Chhipa caste is a Hindu caste residing in Northern India. They are mainly considered as cotton printers and dyers. They are known by different names in different regions of Central India. Like for instance, they are commonly called as Chhipa in the northern districts whereas in the Maratha region, they are known as Rangari or Bhaosar. In the southern part of the Central Provinces and Berar, one of the most staple crops is cotton. Here in this region cotton weaving industry is comparatively stronger than in the northern part of Central Provinces. Thus, the numbers of dyers in this area is also numerous.

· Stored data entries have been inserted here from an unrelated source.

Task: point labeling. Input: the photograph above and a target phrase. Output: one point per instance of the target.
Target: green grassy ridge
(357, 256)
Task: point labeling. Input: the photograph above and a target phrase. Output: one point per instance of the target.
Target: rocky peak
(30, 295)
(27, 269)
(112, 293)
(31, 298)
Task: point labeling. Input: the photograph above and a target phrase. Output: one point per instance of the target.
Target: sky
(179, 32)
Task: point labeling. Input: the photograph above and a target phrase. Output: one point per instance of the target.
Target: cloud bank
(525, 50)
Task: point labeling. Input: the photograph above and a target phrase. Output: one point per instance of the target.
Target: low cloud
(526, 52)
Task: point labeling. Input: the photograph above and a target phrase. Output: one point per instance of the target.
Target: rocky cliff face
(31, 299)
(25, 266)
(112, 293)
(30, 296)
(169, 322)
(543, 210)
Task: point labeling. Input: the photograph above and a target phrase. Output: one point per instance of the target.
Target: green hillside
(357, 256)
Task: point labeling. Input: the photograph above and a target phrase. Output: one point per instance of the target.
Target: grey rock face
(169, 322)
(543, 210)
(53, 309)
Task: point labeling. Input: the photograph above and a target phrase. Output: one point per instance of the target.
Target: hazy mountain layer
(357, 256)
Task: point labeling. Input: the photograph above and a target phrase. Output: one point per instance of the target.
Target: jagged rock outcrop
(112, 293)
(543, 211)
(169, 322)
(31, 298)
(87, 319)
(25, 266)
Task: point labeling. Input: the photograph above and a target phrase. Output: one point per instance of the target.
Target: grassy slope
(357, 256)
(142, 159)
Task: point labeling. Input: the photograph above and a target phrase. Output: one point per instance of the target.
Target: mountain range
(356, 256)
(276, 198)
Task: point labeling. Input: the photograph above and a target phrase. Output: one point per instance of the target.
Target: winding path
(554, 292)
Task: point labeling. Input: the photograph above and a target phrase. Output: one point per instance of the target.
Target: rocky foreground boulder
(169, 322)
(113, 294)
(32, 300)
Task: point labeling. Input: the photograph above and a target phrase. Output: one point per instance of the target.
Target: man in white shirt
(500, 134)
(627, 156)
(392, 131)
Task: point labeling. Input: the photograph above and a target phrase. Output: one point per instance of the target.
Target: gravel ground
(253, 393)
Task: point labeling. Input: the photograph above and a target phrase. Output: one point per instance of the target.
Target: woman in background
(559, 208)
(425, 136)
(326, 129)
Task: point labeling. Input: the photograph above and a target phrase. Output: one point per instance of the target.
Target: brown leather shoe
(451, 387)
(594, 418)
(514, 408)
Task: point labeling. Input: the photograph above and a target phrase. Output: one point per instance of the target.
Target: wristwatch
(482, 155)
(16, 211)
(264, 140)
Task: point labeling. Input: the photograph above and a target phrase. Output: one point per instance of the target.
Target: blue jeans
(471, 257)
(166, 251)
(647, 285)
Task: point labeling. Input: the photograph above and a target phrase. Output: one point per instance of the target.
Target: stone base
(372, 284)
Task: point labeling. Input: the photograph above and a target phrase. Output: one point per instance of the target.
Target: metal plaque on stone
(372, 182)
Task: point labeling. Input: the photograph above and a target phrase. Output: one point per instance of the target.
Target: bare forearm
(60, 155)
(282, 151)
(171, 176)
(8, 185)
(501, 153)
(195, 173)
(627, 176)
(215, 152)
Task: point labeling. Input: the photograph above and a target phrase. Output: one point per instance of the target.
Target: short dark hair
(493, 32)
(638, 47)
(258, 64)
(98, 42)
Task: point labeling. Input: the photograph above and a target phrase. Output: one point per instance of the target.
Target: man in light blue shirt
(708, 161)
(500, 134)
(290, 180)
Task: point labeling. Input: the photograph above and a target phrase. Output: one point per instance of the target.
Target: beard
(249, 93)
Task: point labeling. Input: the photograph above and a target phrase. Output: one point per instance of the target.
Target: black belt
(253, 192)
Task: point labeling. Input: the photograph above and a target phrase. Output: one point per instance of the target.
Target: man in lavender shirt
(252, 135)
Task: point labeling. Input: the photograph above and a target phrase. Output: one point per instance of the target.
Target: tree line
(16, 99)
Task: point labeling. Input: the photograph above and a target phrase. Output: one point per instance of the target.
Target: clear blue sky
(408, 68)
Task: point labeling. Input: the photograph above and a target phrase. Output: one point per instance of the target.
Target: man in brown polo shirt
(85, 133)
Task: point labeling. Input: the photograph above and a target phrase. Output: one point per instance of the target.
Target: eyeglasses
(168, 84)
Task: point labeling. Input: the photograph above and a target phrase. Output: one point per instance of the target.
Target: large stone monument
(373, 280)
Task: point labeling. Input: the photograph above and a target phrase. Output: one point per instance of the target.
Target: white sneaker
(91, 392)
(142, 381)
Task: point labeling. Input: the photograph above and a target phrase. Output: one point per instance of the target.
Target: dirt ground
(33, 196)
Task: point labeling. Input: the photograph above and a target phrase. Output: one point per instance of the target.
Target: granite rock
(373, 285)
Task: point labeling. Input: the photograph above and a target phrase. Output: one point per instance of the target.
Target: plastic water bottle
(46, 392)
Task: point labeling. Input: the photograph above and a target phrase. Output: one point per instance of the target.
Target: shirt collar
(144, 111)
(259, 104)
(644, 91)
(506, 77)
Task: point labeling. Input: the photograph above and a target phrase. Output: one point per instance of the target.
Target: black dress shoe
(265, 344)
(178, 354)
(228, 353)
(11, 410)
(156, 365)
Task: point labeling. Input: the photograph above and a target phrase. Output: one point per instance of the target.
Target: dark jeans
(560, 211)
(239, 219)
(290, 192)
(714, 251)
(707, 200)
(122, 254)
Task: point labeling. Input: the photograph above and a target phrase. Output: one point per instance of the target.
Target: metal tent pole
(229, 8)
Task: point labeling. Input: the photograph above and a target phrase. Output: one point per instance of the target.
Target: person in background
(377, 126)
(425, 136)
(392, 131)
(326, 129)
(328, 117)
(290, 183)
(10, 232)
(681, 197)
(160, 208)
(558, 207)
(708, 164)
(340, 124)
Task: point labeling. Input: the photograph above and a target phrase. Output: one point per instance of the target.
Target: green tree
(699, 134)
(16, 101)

The Chhipas and Rangaris do not intermarry, although no vital distinction exists between these two groups. Both have a functional origin and they pursue the same occupation. Nilgar or Nirali is a professional term applied to Chhipas or Rangaris who work as indigo cultivators; on the other hand Bhaosar is used for the Rangaris in the northern parts.
There are some legends that suggest the origin of Chhipa or Rangari caste. According to one legend, when Parasurama, incarnation of Vishnu, was killing the Kshatriyas, two brothers of warrior caste took shelter in a temple. Both the brothers were saved by the goddess and they were asked to adopt the profession of dyers. Rangaris are said to be the descendents of the brother called Bhaosar and the Chhipas have descended from the other brother as because he hid behind the image. Thus, their name is derived from the Hindi term 'chhipna', meaning to hide. However, other says that their name has been derived from the term chhapna, which means to print. It is said because the Chhipas print coloured patterns with wooden stamps on cotton cloths. The name Rangari is derived from the word 'rang', meaning colour. Interestingly, Chhipas provide a slightly different version of the same legend regarding their origin. According to their version, the goddess gave one of the brothers a needle and thread, and gave the other brother red betel-leaf; and asked one brother to follow the profession of a tailor and other brother to follow the occupation of a dyer. Therefore, they were called Chhipi or Shimpi and Chhipa. Further, this legend signifies a connection between the tailoring and dyeing castes of the Maratha region. It is also said that probably the dyeing and tailoring industries are of considerably later origin as compared to that of cotton-weaving. Both these are urban industries.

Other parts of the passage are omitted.